This finding, empirically observed in mouse enhancer analysis [12] and confirmed in this study, has important implications for the understanding of neuronal system evolution in vertebrates. Vertebrate conservation can be used as criteria to prioritize which regulatory elements to use for the labeling of neuronal structures.
Development of a new enhancer assay in medaka
We developed a new enhancer assay to rapidly test genomic regions for enhancer activity and to derive stable transgenic lines. Aiming to set up a pipeline for large-scale analysis, we particularly focused on generating a quick and reliable readout, which required live monitoring of the expression pattern directly in injected embryos. The ability to record GFP expression in a live embryo throughout its development is a clear advantage of the fish system compared to the mouse embryo. Thus, we expect an increased sensitivity in the detection of expression patterns and better characterization of these expression patterns over time.

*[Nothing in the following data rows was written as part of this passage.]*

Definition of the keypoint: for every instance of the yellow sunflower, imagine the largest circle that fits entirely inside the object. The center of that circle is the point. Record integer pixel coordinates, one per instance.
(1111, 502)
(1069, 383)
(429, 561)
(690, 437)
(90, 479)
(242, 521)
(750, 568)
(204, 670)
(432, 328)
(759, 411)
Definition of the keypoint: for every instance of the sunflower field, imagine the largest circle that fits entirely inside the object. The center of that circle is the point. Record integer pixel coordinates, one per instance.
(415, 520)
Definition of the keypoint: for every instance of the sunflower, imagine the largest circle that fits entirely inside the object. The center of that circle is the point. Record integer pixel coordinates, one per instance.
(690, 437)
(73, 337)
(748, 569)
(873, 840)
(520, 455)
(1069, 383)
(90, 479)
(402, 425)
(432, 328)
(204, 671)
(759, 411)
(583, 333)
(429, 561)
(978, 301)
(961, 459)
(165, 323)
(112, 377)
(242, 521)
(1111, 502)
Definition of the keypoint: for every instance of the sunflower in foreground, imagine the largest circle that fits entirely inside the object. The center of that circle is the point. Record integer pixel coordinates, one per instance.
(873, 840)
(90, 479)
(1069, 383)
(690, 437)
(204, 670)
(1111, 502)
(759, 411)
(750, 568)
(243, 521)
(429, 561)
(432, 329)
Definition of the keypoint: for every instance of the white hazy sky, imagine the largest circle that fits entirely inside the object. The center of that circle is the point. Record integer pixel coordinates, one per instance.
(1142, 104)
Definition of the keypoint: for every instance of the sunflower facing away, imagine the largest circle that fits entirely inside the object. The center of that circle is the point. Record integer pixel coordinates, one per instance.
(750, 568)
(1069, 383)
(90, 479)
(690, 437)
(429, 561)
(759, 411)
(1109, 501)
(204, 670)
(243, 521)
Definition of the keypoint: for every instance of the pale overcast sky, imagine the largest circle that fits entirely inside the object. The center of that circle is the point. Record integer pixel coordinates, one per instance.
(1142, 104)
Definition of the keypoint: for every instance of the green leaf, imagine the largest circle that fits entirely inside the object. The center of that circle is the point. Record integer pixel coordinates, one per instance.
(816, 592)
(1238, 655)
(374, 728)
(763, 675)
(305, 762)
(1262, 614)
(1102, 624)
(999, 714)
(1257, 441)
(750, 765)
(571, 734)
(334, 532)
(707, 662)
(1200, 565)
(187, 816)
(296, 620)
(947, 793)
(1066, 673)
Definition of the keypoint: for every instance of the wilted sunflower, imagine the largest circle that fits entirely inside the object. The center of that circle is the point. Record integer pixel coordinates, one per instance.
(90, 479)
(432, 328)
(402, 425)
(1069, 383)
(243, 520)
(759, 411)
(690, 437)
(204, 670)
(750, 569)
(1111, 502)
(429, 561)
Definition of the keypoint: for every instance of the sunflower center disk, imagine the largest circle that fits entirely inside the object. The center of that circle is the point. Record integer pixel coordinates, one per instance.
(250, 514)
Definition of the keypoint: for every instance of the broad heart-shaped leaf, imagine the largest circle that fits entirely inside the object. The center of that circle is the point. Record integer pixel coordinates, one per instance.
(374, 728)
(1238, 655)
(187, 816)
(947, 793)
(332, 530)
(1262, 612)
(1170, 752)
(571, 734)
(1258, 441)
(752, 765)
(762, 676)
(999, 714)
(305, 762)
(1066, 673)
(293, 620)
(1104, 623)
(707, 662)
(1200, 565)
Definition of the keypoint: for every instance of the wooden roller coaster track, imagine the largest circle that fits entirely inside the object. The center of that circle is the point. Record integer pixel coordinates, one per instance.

We use meganuclease mediated transgenesis [35] as the method of choice to obtain highly efficient integration of the transgene into the genome and high rates of germline transmission. Predicted CRMs are cloned into a pBlueScript-based transgenesis vector containing two recognition sites for the meganuclease ISce-I [36] flanking a core promoter, a reporter gene and a SV40-polyadenylation signal. Injected embryos were visually monitored daily for a week to follow the spatio-temporal pattern of GFP expression during embryonic developmental stages ( Figure 1 ).
We also developed a robust and efficient experimental setup to distinguish between the absence of enhancer activity and the failure of the injection experiment. For this, we use the hsp70 core promoter that conveniently triggers a strong and specific lens expression from stage 28 onward [37]. The heat-inducible zebrafish hsp70 gene is expressed during normal lens development under non-stress conditions. This feature remains when CRMs are cloned upstream of the core promoter, resulting in embryos with composite expression in the lens and other domain(s) (if any) specific for the CRM. As the correlation between lens expression and expression in other domains is very high when testing positive CRMs, the monitoring of lens expression itself is a very good indicator for the injection success rate.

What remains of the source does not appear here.